We demonstrated, in a prospective non-interventional study, that thrombelastography (TEG®) can distinguish patients who will develop deep vein thrombosis (DVT) while anti-factor Xa cannot. Based on this study, we plan a prospective interventional study of patients receiving enoxaparin for DVT prevention. Patients will be randomized to receive standard or variable dosing of enoxaparin. Patients in the variable dosing group will have enoxaparin dosing adjusted to achieve a preset level of anticoagulation as demonstrated by TEG®. Outcomes compared between groups will include incidence of DVT, superficial venous thrombosis, bleeding complications, PE, and death. We hypothesize that TEG® based dosing is superior to standard dosing for the prevention of thromboembolic events without increasing the incidence of major bleeding complications. This is a multi-center study being conducted at 3 centers and is supported by the National Trauma Institute.
Why do this study?
A standard dose of enoxaparin is used in high risk patients to prevent thromboembolic complications. The prevention of DVT is critical, as it can lead to long term venous stasis disease or pulmonary embolus (PE), which causes significant morbidity and mortality. Recent data suggest that standard dosing of enoxaparin may be inadequate in the critically ill or obese patient. Anti-factor Xa levels measure the relative inhibitory activity of enoxaparin on the clotting process, but accuracy, cost, and availability remain problematic. Therefore, using anti-factor Xa levels to determine if patients are receiving correct dosing to prevent DVT may be inadequate. TEG® is a real-time assay that can evaluate each step of clot formation and breakdown.
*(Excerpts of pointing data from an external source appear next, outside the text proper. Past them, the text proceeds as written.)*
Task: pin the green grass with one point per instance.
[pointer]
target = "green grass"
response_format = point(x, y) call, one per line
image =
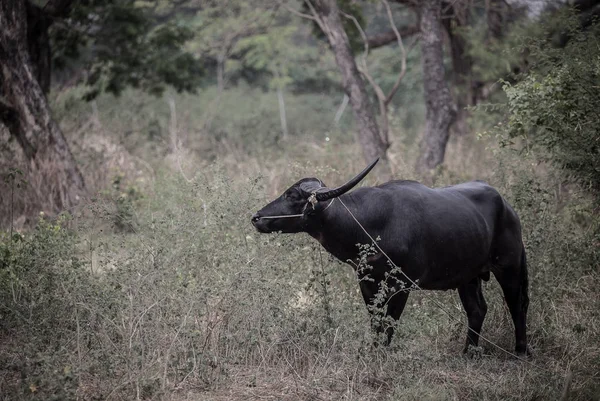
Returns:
point(159, 288)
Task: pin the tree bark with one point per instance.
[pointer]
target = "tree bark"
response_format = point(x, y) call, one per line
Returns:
point(372, 144)
point(440, 109)
point(456, 17)
point(24, 109)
TEG® analysis has adequate sensitivity to detect enoxaparin induced changes in coagulation.
Who will be included?
Trauma or surgical patients who are prescribed Lovenox® (enoxaparin) will be eligible to participate.
What is involved?
Patients enrolled into the study will be randomized to receive the standard dose of Lovenox® ordered by their doctor or to have their dose modified based on the results of the TEG. Patients will have 5 milliliters (about 1 teaspoon) of blood drawn as often as daily or as little as once a week as long as they continue to receive Lovenox® or until discharged from the hospital, whichever comes first. We will use part of the blood sample to run the TEG, and the rest to run the most commonly used test for monitoring Lovenox® levels (anti-factor Xa).